Il s'avança doucement vers la cuve centrale. Le verre froid vibra sous sa main lorsque ses doigts y touchèrent. Une onde de chaleur sembla traverser le liquide synthétique, et le fœtus à l'intérieur réagit. D'abord lentement, subtilement, puis plus distinctement, il remua, ses membres maigres se contractant dans un mouvement fluide. Soudain, ses paupières fines s'écartèrent, révélant des orbites désertes, d'un vert luminescent, presque incandescent. Lihial, immobile, contemplait l'horreur avec une fascination absolue.
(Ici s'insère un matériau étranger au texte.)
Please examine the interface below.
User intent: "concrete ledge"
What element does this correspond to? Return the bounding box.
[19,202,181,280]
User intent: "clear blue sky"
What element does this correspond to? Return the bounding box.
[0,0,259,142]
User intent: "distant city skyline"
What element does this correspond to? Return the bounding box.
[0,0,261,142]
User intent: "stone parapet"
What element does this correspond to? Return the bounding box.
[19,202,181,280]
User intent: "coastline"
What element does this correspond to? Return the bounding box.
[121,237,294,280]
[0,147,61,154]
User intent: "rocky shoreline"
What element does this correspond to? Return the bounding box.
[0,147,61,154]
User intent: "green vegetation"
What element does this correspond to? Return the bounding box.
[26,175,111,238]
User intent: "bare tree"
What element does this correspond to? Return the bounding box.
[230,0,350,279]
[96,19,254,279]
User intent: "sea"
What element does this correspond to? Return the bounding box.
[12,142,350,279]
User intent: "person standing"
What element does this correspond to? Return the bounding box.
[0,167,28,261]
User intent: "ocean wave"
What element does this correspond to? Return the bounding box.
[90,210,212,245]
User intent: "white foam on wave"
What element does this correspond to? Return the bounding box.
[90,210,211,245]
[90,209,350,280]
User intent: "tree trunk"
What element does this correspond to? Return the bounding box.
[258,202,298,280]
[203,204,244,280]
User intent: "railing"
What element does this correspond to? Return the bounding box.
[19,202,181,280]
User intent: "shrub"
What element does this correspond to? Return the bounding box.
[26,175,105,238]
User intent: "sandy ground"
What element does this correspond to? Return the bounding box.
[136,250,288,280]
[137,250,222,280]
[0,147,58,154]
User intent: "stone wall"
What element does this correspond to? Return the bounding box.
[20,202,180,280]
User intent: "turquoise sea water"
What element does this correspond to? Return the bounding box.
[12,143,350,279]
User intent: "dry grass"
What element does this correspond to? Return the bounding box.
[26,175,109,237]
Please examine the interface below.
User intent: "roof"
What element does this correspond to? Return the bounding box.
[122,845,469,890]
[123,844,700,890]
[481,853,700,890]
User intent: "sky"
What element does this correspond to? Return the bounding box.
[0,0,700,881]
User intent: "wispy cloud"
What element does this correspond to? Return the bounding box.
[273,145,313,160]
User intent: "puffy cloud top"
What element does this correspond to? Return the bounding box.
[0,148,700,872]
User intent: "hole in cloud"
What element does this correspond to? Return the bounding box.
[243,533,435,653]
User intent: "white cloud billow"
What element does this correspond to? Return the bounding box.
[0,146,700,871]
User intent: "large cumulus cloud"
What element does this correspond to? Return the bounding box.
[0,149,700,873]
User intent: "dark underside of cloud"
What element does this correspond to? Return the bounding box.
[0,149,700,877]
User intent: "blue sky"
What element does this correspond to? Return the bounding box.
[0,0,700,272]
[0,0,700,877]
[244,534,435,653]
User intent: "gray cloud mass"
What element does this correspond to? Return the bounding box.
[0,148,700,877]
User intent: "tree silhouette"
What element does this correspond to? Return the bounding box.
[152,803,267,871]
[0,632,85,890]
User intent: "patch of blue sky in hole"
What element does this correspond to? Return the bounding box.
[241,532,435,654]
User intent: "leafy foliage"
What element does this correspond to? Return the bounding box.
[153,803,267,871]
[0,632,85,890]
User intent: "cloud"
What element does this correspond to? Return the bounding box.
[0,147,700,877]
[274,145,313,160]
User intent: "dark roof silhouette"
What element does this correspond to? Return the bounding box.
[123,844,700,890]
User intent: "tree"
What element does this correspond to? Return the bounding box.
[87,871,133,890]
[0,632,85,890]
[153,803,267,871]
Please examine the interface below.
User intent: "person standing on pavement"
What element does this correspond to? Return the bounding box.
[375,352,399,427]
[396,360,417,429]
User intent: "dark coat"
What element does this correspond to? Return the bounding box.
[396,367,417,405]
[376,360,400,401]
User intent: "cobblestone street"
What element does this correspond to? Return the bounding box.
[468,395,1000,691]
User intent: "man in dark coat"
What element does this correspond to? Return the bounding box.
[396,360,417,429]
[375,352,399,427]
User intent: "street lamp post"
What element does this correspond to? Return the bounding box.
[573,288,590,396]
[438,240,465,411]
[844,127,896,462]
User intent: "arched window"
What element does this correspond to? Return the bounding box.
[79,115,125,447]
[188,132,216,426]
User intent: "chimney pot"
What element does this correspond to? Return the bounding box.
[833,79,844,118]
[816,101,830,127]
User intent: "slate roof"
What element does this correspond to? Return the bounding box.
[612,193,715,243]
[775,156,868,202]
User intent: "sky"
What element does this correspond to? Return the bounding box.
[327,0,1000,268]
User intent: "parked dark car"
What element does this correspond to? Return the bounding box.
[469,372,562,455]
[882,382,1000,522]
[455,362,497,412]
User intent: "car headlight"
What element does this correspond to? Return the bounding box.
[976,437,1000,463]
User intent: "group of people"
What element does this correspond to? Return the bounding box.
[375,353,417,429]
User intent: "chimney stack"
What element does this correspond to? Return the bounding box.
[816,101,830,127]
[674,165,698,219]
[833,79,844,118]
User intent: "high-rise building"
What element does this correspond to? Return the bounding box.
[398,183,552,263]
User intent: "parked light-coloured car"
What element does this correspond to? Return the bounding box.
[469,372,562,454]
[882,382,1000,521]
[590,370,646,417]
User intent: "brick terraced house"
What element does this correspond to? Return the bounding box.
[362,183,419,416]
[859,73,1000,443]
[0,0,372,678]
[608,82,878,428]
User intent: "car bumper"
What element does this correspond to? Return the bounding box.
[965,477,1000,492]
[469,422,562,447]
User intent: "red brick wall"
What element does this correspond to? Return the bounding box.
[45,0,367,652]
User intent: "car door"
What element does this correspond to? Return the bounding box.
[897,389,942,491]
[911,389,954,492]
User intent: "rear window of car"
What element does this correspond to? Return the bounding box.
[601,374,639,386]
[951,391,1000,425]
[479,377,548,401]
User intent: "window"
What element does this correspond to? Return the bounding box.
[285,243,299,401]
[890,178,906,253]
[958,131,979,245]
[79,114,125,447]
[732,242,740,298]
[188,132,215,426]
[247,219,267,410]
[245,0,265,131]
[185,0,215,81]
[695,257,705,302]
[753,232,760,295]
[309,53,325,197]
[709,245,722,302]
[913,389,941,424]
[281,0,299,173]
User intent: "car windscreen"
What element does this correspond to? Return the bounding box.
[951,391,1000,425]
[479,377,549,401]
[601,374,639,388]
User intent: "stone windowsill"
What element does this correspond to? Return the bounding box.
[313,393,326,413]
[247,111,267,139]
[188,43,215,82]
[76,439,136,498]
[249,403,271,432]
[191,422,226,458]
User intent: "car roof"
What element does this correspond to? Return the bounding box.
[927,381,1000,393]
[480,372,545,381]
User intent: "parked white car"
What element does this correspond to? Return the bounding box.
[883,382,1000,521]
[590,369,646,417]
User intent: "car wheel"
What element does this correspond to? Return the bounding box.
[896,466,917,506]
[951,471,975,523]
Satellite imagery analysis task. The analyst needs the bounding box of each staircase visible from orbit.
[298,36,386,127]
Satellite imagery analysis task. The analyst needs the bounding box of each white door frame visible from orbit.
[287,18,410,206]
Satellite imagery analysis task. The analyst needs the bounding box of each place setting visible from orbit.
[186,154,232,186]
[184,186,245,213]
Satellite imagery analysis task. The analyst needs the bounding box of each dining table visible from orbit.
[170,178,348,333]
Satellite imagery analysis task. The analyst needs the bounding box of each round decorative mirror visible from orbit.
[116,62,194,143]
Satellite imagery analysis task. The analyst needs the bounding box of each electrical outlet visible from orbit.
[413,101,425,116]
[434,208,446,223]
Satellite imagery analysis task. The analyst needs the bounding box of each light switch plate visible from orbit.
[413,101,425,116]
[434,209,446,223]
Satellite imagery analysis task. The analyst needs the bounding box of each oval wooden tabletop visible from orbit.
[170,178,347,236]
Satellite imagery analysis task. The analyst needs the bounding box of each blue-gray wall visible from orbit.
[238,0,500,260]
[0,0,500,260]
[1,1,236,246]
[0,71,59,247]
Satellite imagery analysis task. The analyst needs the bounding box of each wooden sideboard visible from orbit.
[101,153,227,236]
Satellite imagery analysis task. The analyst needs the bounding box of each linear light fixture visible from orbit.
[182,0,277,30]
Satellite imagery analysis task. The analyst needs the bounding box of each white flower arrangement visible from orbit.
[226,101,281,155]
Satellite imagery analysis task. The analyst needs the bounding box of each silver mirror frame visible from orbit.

Ces yeux sans âme, ces pupilles changeantes, se modifièrent sous les regards terrifiés des invités. D'abord des spirales, puis des fentes verticales reptiliennes, avant de prendre des aspects chaotiques, l'essence même du vide se tordait derrière ces iris en perpétuelle transformation. Puis, dans un dernier frisson, les yeux adoptèrent une forme humaine, une perfection absurde, une imitation grotesque de la nature.

« Qu'as-tu fait, Lihial ? » finit par murmurer l'un des invités, la voix brisée, hantée. « Et... que vas-tu faire de ces... créatures ? »

Le silence qui suivit fut plus lourd encore que la question. Il pesait sur les épaules des témoins, enserrant leurs gorges de mains invisibles. Lihial tourna lentement la tête, son regard plongeant dans celui qui l'avait interrogé. Ce qu'il répondit n'était ni un motif ni une explication, mais une sentence. Une sentence froide, effrayante dans sa simplicité :

« Que Dieu me pardonne, comme j'ai pardonné à Ses enfants. Ne voyez-vous pas ? Vous êtes en présence de la perfection. La Grande Rémission. »

Ses yeux brillèrent d'une lueur qui n'était plus seulement de la satisfaction. C'était un feu sacré, une folie dantesque qui brûlait avec la conviction d'un prophète maudit. Il recula légèrement, les bras écartés, pour dévoiler l'immensité de son œuvre. « L'erreur de l'humanité est corrigée. Ce que vous voyez là, c'est la rédemption. La fin de la chute. La renaissance. »

Ses invités, figés dans un mélange de terreur et de doute, saisirent enfin. Ce n'était pas seulement une expérience. Lihial ne cherchait pas à améliorer l'humanité. Il voulait la transcender, la refaçonner à l'image de quelque chose d'au-delà des limites naturelles. Quelque chose qui ne devait pas exister. Quelque chose qui ne pouvait pas être compris.

Et pourtant, devant eux, cette créature... cet enfant du vide les regardait maintenant, conscient.